Gatsby’s girl / Caroline Preston,

p. cm.

ISBN 13: 978-0-618-53725-9

ISBN-10: 0-618-53725-2

1. King, Ginevra, 1898–1980—Fiction. 2. Fitzgerald, F. Scott (Francis Scott), 1896–1940—Fiction. 3. Rejection (Psychology)—Fiction. 4. Authors—Fiction. I. Title.

PS3566.R397G38 2006

813'.54—dc22

2005026166

ISBN-13: 978-0-618-87261-9 (pbk.)

ISBN-10: 0-618-87261-2 (pbk.)

eISBN 978-0-544-27653-6

v1.0613

For my mother,

Sylvia Peter Preston

He talked a lot about the past and I gathered that he wanted to recover something, some idea of himself perhaps, that had gone into loving Daisy. His life had been confused and disordered since then, but if he could once return to a certain starting place and go over it all slowly, he could find out what that thing was . . . .

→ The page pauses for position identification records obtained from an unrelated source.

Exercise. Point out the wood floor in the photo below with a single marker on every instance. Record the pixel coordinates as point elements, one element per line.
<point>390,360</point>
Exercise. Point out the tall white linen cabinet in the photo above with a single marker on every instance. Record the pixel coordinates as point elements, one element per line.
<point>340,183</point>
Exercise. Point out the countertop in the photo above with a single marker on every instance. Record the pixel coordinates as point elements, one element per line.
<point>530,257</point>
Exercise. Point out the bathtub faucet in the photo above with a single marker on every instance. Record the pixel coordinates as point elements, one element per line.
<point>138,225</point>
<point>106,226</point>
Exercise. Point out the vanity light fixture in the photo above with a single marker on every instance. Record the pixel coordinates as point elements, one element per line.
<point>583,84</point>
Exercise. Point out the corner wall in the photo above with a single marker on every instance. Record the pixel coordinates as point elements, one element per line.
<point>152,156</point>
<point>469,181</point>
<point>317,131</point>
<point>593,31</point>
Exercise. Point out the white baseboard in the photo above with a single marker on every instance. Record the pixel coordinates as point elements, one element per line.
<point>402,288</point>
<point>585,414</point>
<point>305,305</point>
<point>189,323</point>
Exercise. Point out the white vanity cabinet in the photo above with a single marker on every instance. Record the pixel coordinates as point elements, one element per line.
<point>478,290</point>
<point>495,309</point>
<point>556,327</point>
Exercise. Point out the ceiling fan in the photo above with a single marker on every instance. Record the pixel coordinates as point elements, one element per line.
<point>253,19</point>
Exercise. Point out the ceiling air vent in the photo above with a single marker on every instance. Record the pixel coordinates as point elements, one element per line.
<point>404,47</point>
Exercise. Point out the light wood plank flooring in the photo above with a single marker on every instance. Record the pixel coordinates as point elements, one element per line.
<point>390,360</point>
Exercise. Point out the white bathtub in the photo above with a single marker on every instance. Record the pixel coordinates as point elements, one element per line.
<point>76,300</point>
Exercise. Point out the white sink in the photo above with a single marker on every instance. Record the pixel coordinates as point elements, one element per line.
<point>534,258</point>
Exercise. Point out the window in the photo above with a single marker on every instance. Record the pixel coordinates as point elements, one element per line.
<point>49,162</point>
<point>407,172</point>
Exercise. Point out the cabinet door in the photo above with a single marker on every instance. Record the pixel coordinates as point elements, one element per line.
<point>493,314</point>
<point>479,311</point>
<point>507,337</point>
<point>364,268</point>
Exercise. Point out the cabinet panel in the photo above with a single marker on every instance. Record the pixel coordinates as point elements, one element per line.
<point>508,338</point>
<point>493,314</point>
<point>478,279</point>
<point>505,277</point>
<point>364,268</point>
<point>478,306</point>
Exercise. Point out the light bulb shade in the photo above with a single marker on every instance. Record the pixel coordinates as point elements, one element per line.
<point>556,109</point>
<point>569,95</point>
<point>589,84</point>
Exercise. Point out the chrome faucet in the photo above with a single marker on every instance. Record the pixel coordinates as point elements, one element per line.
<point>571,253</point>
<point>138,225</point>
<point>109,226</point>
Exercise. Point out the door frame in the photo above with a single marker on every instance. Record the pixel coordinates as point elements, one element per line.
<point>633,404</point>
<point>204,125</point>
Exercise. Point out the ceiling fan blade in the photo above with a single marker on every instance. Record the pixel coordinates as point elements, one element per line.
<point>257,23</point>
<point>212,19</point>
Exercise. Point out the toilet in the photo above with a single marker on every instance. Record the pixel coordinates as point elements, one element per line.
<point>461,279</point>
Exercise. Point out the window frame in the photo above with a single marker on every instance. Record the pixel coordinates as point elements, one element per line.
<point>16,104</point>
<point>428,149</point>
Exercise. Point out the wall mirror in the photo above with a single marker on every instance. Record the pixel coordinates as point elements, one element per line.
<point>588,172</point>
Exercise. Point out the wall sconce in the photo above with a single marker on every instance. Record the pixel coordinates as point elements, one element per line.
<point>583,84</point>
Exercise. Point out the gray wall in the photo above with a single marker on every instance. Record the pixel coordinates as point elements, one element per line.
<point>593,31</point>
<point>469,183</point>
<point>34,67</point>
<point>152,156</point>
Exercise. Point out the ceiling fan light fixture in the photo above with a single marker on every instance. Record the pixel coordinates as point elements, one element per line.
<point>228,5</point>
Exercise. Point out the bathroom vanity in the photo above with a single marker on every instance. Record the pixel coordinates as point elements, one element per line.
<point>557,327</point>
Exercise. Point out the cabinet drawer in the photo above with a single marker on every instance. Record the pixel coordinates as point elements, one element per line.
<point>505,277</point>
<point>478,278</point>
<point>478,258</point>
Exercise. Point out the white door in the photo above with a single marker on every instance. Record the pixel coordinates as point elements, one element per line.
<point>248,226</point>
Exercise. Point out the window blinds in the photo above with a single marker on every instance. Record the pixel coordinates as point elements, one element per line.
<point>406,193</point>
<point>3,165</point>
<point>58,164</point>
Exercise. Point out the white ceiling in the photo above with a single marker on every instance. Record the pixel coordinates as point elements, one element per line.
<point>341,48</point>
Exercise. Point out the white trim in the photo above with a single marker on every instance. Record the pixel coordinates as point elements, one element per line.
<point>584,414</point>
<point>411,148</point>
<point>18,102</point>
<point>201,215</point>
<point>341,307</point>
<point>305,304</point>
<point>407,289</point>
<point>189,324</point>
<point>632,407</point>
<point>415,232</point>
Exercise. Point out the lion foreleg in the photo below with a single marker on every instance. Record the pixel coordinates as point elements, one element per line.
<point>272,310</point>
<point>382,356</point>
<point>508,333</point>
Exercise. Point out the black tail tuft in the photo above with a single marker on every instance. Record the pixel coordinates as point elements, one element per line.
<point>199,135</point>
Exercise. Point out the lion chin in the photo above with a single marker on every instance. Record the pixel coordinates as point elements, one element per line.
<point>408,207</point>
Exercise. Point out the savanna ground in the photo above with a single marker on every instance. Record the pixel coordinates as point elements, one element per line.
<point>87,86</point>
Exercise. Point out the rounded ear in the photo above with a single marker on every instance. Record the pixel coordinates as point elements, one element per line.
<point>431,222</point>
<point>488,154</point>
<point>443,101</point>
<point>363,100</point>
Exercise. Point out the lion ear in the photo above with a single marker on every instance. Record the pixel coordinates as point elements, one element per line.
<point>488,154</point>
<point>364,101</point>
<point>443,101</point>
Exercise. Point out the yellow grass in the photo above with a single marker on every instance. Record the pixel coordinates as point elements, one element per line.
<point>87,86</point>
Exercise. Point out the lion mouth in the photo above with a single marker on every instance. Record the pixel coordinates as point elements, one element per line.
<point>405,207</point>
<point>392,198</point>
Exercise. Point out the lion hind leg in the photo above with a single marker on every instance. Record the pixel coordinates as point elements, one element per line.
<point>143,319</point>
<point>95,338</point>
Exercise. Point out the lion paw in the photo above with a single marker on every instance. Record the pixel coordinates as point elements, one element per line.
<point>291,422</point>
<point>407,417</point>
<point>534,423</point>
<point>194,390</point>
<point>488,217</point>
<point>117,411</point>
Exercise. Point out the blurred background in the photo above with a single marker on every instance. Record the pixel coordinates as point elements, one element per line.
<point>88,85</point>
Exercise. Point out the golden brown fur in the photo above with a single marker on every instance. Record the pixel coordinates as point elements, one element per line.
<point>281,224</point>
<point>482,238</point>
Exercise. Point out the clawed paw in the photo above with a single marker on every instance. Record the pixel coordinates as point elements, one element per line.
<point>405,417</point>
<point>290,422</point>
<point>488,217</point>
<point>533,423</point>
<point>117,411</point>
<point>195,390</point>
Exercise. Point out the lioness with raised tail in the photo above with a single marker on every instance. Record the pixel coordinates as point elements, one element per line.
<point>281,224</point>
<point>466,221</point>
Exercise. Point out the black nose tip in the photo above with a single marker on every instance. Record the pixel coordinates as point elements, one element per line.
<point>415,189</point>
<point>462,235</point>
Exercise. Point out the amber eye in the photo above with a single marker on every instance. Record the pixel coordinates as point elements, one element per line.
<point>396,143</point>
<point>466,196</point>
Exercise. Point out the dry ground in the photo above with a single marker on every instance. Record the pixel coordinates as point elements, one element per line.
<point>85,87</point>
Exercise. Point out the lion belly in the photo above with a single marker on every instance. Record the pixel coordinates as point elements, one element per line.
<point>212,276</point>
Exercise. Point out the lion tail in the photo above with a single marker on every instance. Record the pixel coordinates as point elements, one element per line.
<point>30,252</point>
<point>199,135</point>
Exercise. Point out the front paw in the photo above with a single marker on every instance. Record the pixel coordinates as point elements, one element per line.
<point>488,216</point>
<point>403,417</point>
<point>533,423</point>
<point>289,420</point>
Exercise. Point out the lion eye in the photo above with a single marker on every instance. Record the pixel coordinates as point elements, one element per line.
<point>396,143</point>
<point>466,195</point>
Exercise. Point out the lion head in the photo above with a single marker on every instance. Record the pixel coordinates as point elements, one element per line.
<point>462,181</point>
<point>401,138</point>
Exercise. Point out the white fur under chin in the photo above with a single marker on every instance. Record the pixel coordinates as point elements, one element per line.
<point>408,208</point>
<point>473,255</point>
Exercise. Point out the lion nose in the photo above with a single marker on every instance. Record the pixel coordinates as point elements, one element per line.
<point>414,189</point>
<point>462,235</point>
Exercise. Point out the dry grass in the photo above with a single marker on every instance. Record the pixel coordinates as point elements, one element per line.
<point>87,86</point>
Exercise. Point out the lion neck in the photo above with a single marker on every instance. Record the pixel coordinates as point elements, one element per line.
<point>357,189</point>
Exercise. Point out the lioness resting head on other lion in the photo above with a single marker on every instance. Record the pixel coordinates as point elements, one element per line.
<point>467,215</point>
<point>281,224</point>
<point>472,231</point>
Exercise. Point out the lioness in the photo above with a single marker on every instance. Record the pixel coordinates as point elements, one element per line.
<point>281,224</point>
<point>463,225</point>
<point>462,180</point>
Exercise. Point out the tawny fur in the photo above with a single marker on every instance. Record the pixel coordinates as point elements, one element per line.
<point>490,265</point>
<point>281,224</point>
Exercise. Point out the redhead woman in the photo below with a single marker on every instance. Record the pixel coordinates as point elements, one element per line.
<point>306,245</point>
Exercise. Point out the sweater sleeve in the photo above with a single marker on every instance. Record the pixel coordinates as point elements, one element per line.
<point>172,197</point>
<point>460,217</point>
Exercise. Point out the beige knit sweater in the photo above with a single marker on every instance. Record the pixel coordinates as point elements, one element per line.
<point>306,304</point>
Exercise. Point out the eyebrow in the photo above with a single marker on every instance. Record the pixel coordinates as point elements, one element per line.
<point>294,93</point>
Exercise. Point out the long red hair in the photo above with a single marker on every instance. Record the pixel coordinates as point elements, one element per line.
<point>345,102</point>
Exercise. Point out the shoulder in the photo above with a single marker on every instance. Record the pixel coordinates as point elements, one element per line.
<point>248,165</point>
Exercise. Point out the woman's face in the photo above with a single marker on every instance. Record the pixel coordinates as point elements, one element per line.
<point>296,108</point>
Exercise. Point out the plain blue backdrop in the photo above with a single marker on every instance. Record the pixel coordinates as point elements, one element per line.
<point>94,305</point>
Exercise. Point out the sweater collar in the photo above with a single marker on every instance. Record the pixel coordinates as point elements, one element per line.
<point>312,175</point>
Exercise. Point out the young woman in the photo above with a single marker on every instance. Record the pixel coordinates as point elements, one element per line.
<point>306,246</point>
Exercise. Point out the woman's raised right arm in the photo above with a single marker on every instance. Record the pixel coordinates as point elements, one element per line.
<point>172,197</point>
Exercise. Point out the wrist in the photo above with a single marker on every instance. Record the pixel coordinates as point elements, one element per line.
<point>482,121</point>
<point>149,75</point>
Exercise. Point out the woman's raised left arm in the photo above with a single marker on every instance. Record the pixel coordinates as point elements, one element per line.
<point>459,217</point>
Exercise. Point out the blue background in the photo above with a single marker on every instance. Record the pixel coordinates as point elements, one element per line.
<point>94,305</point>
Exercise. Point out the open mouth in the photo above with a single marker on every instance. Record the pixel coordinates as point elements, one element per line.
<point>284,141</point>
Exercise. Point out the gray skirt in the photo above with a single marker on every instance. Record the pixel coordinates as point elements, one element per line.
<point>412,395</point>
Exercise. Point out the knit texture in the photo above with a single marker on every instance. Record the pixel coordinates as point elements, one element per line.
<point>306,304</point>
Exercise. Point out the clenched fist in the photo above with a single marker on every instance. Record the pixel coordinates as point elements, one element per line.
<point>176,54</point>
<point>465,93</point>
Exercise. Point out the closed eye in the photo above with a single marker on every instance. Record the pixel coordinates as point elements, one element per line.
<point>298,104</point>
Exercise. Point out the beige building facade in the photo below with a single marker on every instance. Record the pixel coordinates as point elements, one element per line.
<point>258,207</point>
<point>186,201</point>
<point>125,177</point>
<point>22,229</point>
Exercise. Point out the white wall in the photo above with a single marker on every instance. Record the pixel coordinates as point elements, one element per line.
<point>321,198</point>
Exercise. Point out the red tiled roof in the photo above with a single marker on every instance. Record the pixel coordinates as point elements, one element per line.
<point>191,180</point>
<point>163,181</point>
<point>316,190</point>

F. SCOTT FITZGERALD, THE GREAT GATSBY

Prologue

Scott Fitzgerald’s daughter called long distance, out of the blue. Her voice sounded apologetic, as if she was afraid I wouldn’t remember who he was. She explained that she had had no idea how to get in touch with me. She decided to give the number in his old telephone book a try, even though Scott had been dead for ten years. I can’t believe you’re still in the same place, Mrs. Granger.

That made me sit down, hard, on the hall bench. Scott had bounced around from St. Paul to New York to Paris to Baltimore to Hollywood, and here I was, still in the same house where he’d come for a visit, back in 1916. I’m not Mrs. Granger anymore, I said. Now I’m Mrs. John Pullman. At least that part had changed.

She told me her name had changed too, to Scottie Lanahan, and she lived on a farm in Chevy Chase. Judging from all the racket in the background, she had a couple of small children and a dog. My father always used to talk about you. He said you were the first girl he ever loved.

I’m afraid I wasn’t very nice to him, I said lightly, as if I hadn’t had years of regrets about the way I treated Scott.

He said you threw him over without a second thought. She let out a merry little laugh, as if she didn’t take any of her father’s heartbreaks too seriously. Anyway, that’s why I’m calling. I’m sorting through Daddy’s papers to give to the library at Princeton, and I found something I know he would want you to have.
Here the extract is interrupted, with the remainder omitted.